He terminado esta novela (¿de verdad es una novela, Bibiana?) con muchas ganas de que continuara. Quería seguir ahí, con la narradora. Quería saber más de su madre, más de su carrera de Filología, más de su relación con sus alumnas, del vértigo de hacer lo que hace y ser lo que es viniendo de donde viene. He terminado esta novela deseando que estas yeguas exhaustas de tanto galopar se tomen un descanso, porque lo merecen, y después que me vuelvan a llevar al galope por la continuación de esta historia. Porque el hilo que me ha hecho internarme por este laberinto no se puede acabar tan pronto.

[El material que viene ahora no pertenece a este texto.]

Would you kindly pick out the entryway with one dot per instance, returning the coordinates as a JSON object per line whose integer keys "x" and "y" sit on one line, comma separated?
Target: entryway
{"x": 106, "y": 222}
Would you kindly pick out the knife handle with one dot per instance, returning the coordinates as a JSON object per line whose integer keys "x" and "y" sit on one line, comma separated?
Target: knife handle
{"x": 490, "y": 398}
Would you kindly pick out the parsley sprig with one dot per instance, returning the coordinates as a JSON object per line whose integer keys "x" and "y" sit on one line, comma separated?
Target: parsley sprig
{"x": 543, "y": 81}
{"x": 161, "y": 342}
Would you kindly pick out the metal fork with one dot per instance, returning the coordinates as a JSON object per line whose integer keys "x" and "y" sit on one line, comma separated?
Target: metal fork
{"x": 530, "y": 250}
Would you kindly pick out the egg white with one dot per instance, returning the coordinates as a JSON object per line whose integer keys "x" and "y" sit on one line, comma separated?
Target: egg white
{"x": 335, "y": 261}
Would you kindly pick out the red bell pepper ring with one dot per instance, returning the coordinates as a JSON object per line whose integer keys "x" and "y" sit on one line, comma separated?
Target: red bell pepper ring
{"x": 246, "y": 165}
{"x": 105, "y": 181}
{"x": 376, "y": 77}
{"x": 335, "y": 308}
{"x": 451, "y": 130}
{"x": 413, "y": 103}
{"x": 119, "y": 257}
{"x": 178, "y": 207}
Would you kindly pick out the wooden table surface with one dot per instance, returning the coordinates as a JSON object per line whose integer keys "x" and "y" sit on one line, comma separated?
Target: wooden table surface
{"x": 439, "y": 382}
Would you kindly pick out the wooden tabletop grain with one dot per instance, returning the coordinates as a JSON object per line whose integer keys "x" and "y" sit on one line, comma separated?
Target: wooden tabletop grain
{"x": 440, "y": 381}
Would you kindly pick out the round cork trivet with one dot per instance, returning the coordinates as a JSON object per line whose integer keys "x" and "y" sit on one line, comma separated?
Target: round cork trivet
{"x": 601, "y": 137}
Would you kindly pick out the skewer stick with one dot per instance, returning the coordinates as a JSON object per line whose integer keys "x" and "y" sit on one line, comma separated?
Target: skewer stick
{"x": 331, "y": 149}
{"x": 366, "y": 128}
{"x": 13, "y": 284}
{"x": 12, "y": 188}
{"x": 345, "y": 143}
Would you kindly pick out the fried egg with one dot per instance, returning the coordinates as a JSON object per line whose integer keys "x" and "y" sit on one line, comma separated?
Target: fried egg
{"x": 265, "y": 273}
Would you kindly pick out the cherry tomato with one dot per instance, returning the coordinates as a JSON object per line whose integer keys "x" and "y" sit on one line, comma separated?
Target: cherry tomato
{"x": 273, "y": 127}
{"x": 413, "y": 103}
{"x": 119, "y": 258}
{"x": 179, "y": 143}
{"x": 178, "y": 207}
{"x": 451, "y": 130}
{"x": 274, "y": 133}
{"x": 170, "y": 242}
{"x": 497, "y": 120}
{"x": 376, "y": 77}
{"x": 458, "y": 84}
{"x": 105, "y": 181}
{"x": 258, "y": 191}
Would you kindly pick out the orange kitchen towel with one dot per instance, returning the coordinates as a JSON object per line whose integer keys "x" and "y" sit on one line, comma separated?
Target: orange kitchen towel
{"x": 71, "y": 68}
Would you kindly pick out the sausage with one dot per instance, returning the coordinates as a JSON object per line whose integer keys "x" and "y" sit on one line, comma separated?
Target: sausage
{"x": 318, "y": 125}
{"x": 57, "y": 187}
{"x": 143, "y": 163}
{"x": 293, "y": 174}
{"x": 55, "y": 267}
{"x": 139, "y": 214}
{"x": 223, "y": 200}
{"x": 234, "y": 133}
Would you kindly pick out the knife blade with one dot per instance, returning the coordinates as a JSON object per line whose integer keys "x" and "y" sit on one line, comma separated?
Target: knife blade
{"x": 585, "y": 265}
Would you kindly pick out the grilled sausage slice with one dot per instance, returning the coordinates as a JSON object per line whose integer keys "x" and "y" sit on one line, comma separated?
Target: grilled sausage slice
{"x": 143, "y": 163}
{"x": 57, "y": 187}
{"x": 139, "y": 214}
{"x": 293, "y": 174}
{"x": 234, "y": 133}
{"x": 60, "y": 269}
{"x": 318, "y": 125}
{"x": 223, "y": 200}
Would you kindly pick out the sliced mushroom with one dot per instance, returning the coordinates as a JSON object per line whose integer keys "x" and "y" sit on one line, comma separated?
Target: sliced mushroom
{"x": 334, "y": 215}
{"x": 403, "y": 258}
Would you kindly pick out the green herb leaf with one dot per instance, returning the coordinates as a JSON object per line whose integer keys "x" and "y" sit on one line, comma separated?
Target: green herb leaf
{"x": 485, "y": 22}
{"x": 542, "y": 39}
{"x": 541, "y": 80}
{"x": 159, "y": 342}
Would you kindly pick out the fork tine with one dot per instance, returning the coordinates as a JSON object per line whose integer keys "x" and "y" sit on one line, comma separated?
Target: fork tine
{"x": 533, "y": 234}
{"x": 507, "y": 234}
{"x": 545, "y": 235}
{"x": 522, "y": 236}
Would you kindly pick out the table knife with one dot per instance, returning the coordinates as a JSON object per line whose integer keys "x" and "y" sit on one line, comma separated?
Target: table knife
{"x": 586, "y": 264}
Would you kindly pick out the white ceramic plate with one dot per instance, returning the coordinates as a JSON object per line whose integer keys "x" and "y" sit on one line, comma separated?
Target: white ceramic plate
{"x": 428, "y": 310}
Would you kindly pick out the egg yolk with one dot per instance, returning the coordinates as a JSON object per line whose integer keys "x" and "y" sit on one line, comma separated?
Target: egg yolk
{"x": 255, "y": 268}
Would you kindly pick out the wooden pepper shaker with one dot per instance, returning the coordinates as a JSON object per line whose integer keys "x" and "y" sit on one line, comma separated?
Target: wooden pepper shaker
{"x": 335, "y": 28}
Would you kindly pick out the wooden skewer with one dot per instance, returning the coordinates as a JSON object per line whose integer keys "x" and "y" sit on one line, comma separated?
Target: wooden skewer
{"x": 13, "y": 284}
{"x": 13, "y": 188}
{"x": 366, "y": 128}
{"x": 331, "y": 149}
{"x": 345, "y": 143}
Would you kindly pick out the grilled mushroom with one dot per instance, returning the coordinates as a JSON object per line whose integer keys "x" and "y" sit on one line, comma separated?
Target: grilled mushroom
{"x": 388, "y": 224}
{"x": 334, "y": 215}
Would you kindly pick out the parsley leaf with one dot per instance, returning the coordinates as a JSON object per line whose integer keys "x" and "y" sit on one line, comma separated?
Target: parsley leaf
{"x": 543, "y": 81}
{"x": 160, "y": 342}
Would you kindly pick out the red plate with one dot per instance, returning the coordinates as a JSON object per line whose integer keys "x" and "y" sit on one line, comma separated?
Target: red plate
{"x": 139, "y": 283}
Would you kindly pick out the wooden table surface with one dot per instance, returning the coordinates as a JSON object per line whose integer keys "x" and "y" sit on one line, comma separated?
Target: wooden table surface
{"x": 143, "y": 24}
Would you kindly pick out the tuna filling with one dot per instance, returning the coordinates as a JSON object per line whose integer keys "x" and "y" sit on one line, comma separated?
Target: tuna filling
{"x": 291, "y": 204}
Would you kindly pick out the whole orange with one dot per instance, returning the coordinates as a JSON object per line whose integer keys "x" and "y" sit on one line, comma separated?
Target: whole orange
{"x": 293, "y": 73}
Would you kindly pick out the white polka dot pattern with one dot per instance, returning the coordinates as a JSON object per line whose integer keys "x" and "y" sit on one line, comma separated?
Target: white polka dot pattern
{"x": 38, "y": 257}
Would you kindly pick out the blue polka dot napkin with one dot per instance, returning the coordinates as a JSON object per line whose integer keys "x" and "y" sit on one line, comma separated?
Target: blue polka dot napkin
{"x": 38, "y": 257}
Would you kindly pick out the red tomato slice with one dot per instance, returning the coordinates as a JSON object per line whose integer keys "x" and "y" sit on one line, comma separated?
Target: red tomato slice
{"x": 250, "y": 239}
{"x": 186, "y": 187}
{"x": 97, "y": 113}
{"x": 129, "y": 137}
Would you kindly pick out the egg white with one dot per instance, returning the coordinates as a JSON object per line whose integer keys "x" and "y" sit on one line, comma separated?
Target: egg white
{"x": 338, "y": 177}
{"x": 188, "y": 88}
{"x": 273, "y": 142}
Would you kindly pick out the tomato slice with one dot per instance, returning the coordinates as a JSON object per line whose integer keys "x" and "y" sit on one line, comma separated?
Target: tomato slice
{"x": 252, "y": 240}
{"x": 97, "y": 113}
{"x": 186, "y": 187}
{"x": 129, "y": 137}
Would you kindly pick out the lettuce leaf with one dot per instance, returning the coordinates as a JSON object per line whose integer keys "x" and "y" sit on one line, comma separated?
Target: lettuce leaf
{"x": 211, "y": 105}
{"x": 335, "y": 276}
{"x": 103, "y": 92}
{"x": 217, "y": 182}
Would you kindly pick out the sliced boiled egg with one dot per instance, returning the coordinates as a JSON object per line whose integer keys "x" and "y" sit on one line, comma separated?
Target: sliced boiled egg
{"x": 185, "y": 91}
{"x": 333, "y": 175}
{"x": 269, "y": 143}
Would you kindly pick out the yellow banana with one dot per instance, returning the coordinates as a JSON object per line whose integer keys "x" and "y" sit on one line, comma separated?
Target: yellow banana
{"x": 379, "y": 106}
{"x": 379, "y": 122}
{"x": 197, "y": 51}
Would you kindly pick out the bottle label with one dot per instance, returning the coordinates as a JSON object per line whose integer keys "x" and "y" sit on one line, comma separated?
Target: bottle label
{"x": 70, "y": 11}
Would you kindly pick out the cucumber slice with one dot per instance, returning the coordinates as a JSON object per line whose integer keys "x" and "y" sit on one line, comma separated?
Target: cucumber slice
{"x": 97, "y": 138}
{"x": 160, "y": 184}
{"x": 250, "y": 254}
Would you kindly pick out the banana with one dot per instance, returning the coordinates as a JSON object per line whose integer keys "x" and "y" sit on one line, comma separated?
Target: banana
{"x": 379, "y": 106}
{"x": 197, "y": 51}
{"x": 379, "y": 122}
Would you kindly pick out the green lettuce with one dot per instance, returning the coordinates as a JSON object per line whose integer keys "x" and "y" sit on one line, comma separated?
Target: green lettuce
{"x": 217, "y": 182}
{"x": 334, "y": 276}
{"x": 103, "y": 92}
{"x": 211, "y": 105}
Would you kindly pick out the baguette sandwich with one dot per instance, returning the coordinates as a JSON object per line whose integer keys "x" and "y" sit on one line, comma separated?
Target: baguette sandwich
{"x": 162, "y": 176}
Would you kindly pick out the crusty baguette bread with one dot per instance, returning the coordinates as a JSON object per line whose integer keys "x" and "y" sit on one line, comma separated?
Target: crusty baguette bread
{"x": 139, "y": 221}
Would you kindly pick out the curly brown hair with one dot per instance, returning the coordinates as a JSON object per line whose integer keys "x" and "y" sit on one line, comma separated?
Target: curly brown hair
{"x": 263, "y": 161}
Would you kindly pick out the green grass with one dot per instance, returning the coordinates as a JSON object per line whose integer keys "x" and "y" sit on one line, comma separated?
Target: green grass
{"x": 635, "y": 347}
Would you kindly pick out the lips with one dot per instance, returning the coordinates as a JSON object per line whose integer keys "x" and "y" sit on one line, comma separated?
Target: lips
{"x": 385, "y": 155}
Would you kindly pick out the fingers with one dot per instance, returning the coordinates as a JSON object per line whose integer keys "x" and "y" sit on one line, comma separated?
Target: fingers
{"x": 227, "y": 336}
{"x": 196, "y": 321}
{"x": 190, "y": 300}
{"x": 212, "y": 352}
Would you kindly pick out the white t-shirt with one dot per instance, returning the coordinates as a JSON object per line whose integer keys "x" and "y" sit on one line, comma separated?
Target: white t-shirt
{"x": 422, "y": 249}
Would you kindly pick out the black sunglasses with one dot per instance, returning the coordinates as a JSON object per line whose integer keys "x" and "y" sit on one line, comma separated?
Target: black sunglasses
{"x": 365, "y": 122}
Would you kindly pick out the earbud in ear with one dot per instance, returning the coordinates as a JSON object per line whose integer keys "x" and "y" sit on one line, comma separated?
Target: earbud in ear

El laberinto de esta historia está hecho de precariedad y nos cuenta cómo haber nacido entre los de abajo lo determina prácticamente todo en tu vida. Y el hilo que nos guía por él es una historia de maltrato físico y psicológico contra el que la narradora carga con todas las fuerzas de su inseguridad, su ironía y sus ganas de que su historia no esté determinada por la sombra alargada de lo que se supone que puede conseguir.
Es una historia universal y no conozco a nadie de mi generación que no le resuene. Creo que casi todos nos hemos educado, sobre todo los que crecimos en esa cada vez más precaria y engañosa clase media, en la idea de que podríamos conseguir todo aquello que nos propusiéramos. Que bastaba con querer, con esforzarse. Con desearlo muy fuerte y sudar la camiseta. Pero nadie nos habló del impacto de la herencia familiar en nuestra vida. Nadie nos dijo que las expectativas de nuestros padres marcarían tan profundamente nuestro camino, y que lo que ellos no fueran capaces de imaginar nos costaría el doble poder apropiárnoslo como forma de vida. Nadie nos dijo que la meritocracia era un mito. Y cuando abrimos los ojos y nos dimos con el techo de hormigón de nuestras limitaciones heredadas, empezamos a entender la vida de otra manera.
La narradora de esta historia nos habla de su inseguridad, de su incapacidad para aspirar con naturalidad a lograr lo mismo que sus supuestos iguales, de las expectativas capadas por el conformismo endémico aprendido en casa (eso no es para gente como nosotros). Nos habla de la vergüenza que a menudo siente por sus orígenes, una vergüenza no provocada por sus orígenes en sí, sino por el impacto que supone darse cuenta de que esos orígenes la señalan y la aíslan. Nos habla de la incomunicación con los padres que no entienden nada de lo que es y de lo que hace, de la dificultad para moverse en ambientes nuevos con soltura y naturalidad, del síndrome de la impostora (que me ha llevado a leer inmediatamente No lo haré bien, de Emma Vallespinós, benditas lecturas que se ramifican en mi cabeza), un síndrome que a casi ninguna mujer le sonará ajeno y que lleva, por ejemplo, a sonreír con orgullo cuando alguien con poder se apropia de tus ideas en lugar de protestar por la usurpación.
Cada página me ha resonado de formas muy diversas. Por ejemplo, cuando habla de que nosotros somos nuestros más eficaces censores. "La dictadura del miedo a perder el sustento nos hace quedarnos calladitos". Y sigue: "Esa cultura de agachar la cabeza se hereda y yo no podía evitar agacharla como lo hacía mi madre, aunque no me cansara de despotricar contra el sistema laboral en la barra del bar de turno". Cuántas veces nos habrán dicho a mi madre y a mí que por qué no somos más prudentes, que de cara al público hay que cuidar lo que decimos o lo que escribimos en redes, que a ver si vamos a perder clientes y que en realidad somos libreros para vender y ganar dinero y nada más, a ver qué nos vamos a creer, locos imprudentes.
En Yeguas exhaustas hay rabia, hay furia, pero también hay ternura y una atención especial al autocuidado, a tratar de no lastimarse más de lo que ya lastima la vida. Es una literatura coloquial y poética, bella y dolorosa. Una historia que resuena e ilumina.